The regional Fed said its May survey found consumers expect annual inflation to be at 3.2% a year ahead, 3% three years ahead and 2.6% five years ahead, based on median responses. Numbers were down slightly from the April survey for all three time horizons, reflected across age, education and income of respondents. The government’s latest reported U.S. inflation rate was 2.3% as of April.
Several consumer sentiment surveys, including those by the Conference Board and the University of Michigan, have indicated rising pessimism about household finances and U.S. business prospects, tied largely to concerns over tariff effects on prices. New York Fed researchers found consumers are still concerned about rising food prices, expected to escalate by a median 5.5% in the coming year — the highest level since the October 2023 survey.
Respondents expect rents to rise by a median 8.4% in the coming year, down 0.6 percentage points from the April survey, and anticipate a 2.7% price hike for gasoline, down 0.8 points. Household earnings growth is expected at 2.7%, up 0.2 points from April, while home price growth is projected at 3%, down 0.3 points.
“Consumers’ recent pessimism about the labor market eased somewhat, while consumer debt delinquency expectations and expectations about one’s household financial situation improved slightly,” regional Fed researchers said in a statement Monday.
Import cargo traffic may surge
Major U.S. ports are on track to post a surge in cargo container traffic this summer as retailers take advantage of a 90-day reduction in tariffs imposed on goods from China, according to the National Retail Federation and transportation consulting firm Hackett Associates.
“Retailers had paused their purchases and imports previously because of the significantly high tariffs,” NRF Vice President Jonathan Gold said in a statement Monday. “They are now looking to get those orders and cargo moving.”
As U.S.-China talks proceed, products from China are being charged a 30% fee instead of the original 145% announced this year. The lower China tariff is in effect for 90 days through Aug. 12, and higher reciprocal tariffs on other countries have been paused until July 9 amid ongoing negotiations.

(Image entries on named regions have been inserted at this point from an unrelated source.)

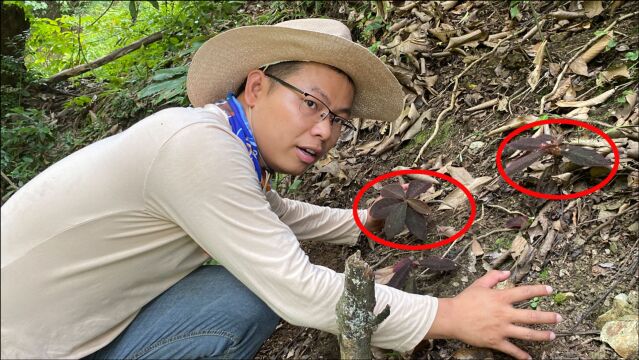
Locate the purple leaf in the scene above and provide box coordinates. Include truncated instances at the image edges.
[371,198,402,219]
[386,257,413,289]
[419,255,457,271]
[561,145,612,167]
[406,199,431,215]
[508,134,557,151]
[506,215,528,229]
[380,184,406,200]
[504,150,545,177]
[406,207,428,241]
[406,180,433,198]
[384,202,407,239]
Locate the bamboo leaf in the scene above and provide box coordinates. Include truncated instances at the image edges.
[504,150,545,177]
[406,180,433,198]
[406,199,431,215]
[561,145,611,167]
[380,184,406,200]
[406,207,428,241]
[384,202,407,239]
[371,198,402,219]
[508,134,555,151]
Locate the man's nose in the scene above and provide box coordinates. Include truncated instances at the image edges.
[311,116,333,141]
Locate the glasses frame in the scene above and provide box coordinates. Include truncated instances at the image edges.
[264,73,355,130]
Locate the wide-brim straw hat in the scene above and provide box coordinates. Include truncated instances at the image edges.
[186,19,404,121]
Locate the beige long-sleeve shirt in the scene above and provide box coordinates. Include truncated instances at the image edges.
[1,105,437,358]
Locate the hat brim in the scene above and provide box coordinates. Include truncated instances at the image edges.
[186,25,404,121]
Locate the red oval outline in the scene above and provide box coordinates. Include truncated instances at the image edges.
[496,118,619,200]
[353,169,477,251]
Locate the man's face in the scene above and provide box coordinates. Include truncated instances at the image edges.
[251,63,354,175]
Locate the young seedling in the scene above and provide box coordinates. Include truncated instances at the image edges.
[371,180,432,240]
[505,134,611,176]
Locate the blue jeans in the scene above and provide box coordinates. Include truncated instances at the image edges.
[86,265,279,359]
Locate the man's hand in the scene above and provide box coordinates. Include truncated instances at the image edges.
[426,270,561,359]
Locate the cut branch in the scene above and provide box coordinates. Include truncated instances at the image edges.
[44,31,164,84]
[336,251,390,359]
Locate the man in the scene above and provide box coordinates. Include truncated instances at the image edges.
[2,19,560,359]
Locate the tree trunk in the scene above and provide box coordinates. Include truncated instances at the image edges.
[44,31,164,85]
[336,251,390,359]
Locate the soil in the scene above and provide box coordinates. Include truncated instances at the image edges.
[257,2,639,359]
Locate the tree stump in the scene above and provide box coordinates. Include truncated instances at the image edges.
[336,251,390,359]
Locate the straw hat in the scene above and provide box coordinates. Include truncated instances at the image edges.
[186,19,404,121]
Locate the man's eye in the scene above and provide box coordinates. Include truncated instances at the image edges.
[304,99,317,110]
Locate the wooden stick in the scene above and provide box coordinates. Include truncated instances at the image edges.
[336,250,390,359]
[44,31,164,84]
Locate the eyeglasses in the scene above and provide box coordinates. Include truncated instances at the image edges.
[265,74,355,132]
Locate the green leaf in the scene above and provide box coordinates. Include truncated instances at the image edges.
[129,0,138,24]
[380,184,405,200]
[146,0,160,10]
[151,66,189,81]
[406,207,428,241]
[384,202,407,239]
[138,76,186,99]
[371,198,402,219]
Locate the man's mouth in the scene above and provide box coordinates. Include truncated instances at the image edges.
[296,146,319,164]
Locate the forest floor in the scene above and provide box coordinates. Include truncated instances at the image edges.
[257,1,639,359]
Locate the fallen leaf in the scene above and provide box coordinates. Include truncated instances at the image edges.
[570,31,613,76]
[439,176,493,210]
[582,0,603,18]
[470,239,484,256]
[527,40,547,90]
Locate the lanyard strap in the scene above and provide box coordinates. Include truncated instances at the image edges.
[215,92,271,191]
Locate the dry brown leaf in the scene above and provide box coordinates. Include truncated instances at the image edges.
[601,65,630,81]
[570,31,613,76]
[557,89,615,107]
[439,176,493,210]
[528,40,547,90]
[582,0,603,18]
[466,98,499,112]
[564,83,577,101]
[510,234,531,260]
[548,78,572,101]
[470,239,484,256]
[487,114,537,136]
[444,30,486,50]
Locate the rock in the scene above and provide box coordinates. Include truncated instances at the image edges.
[468,141,486,154]
[601,315,639,359]
[595,291,637,329]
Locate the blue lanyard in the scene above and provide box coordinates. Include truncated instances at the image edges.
[226,92,262,184]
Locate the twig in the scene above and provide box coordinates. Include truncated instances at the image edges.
[413,29,524,166]
[568,262,636,332]
[539,11,639,114]
[584,203,639,244]
[486,204,531,217]
[0,171,19,190]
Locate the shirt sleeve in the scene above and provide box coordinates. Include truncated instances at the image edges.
[145,122,437,351]
[266,190,368,245]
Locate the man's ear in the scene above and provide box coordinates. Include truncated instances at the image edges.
[244,70,270,107]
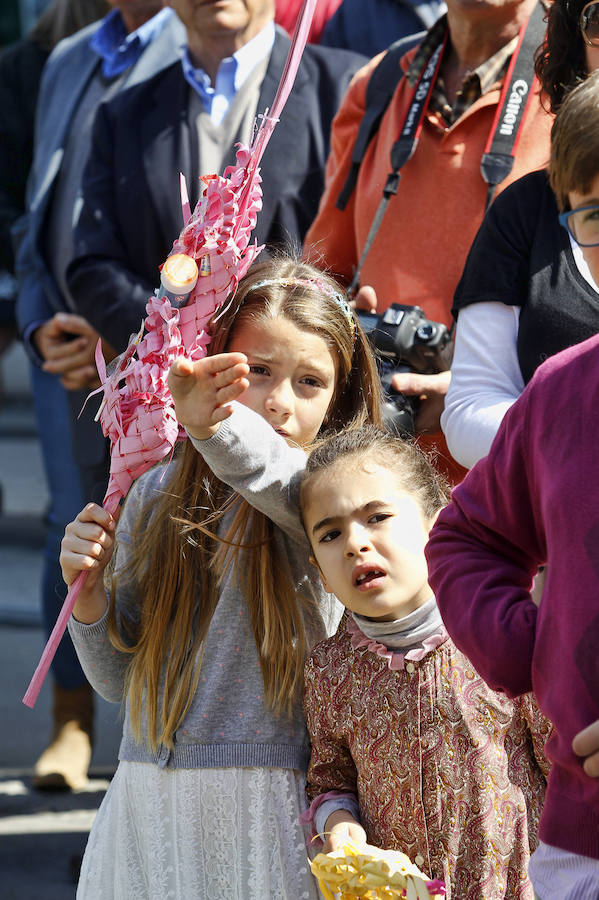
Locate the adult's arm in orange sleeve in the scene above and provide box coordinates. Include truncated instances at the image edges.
[304,55,380,284]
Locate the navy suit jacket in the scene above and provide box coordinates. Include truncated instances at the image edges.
[15,14,186,466]
[67,29,365,351]
[16,14,186,334]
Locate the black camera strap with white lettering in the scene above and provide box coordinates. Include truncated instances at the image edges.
[480,3,545,208]
[346,3,545,297]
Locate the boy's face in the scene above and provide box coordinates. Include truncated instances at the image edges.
[303,459,432,621]
[568,175,599,285]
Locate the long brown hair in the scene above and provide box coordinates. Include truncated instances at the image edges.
[109,258,381,748]
[300,424,449,520]
[549,72,599,210]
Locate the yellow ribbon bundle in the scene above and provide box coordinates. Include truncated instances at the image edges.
[311,843,445,900]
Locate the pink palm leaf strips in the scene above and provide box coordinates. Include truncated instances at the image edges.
[23,0,316,707]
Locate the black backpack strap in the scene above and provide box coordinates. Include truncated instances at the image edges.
[336,31,426,209]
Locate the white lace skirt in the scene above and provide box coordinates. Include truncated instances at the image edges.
[77,762,319,900]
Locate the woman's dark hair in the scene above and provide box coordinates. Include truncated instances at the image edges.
[535,0,588,113]
[28,0,110,51]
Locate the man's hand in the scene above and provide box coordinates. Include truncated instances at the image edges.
[168,353,250,441]
[572,719,599,778]
[32,313,100,391]
[391,369,451,434]
[322,809,366,853]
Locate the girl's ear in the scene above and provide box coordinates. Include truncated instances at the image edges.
[310,554,331,594]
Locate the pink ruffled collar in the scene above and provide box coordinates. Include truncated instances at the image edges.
[347,615,449,672]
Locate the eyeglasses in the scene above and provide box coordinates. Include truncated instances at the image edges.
[559,204,599,247]
[580,0,599,47]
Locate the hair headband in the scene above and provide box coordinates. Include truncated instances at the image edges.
[250,278,356,337]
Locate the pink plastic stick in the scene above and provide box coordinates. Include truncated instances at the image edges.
[23,494,119,709]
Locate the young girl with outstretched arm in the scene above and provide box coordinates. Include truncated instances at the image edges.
[61,260,380,900]
[300,426,550,900]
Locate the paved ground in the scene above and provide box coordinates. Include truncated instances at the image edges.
[0,346,120,900]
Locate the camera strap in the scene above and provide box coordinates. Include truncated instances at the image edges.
[346,3,545,297]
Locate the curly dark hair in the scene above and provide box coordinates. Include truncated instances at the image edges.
[535,0,588,113]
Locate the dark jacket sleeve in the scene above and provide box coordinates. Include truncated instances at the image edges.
[67,96,157,351]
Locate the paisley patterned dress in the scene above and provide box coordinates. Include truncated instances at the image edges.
[304,619,551,900]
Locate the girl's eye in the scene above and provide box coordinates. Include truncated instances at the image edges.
[318,529,341,544]
[368,513,391,525]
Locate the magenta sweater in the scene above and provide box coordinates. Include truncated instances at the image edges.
[426,336,599,859]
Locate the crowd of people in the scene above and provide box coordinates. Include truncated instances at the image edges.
[0,0,599,900]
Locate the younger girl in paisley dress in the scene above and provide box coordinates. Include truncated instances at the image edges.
[300,426,551,900]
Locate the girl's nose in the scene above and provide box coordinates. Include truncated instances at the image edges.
[345,525,372,559]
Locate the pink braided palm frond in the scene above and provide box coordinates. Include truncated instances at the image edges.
[23,0,316,707]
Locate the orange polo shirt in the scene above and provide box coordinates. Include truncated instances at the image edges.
[304,49,553,481]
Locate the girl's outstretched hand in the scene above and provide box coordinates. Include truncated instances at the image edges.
[572,719,599,778]
[168,353,250,441]
[322,809,366,853]
[60,503,116,623]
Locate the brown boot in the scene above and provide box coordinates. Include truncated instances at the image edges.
[33,684,94,791]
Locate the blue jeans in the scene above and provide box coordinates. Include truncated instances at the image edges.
[30,364,86,690]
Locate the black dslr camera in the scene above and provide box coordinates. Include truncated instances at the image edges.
[354,303,451,437]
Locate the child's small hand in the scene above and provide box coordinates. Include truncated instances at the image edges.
[60,503,116,622]
[572,719,599,778]
[322,809,367,853]
[168,353,250,441]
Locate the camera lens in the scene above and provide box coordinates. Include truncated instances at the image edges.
[415,322,435,344]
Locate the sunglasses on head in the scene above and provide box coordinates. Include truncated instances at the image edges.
[580,0,599,47]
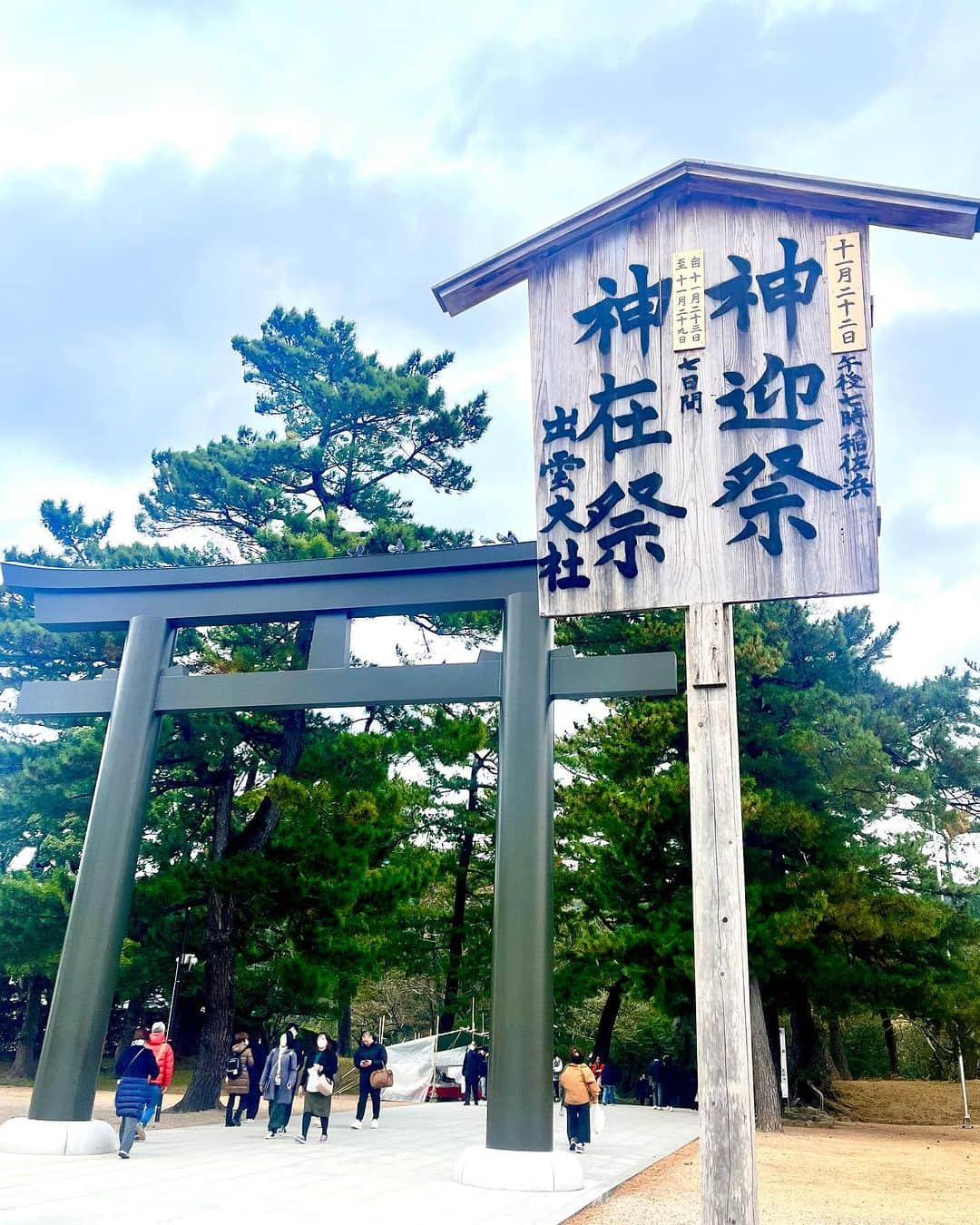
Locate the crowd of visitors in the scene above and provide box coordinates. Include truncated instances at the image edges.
[115,1022,697,1158]
[552,1046,697,1152]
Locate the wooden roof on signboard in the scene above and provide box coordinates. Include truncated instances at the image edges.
[433,161,980,315]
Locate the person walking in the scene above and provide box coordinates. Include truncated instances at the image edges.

Ahead of those dates, retailers are now looking to bring as much merchandise into the country as they can, as they prepare for the crucial back-to-school and fall-winter holiday seasons, Gold said. The retail federation and Hackett Associates anticipate a surge in imports for June through August, after tariff uncertainty caused May shipments to drop by an estimated 13.4% from the prior month and decline 8.1% from a year earlier.
Port cargo traffic trends often affect demand for nearby logistics real estate. “If higher tariffs are not delayed again, we can expect the final four months of the year to see declining volumes of imports,” Hackett Associates Founder Ben Hackett said in the NRF statement.
Construction hiring slows
Construction fared better than many industries as it added 4,000 positions from the prior month in May. But the industry’s annual employment growth has slowed amid market uncertainty, going from 2.8% in May 2024 to 1.5% in May 2025, according to the Associated General Contractors of America.
“Nonresidential construction firms added employees in May for the 13th month in a row,” said Ken Simonson, the trade group’s chief economist, in a statement. “However, constant changes in tariffs and other policies that are affecting the cost and demand for construction have led to a significant slowdown in hiring.”
Citing government data, the group said nonresidential construction companies added 11,300 workers in May, while residential construction firms posted a decline of 7,400 from the prior month. “As federal officials provide more certainty about tariffs, taxes and investment levels, demand for projects is likely to rebound,” trade group CEO Jeffrey Shoaf said in the statement.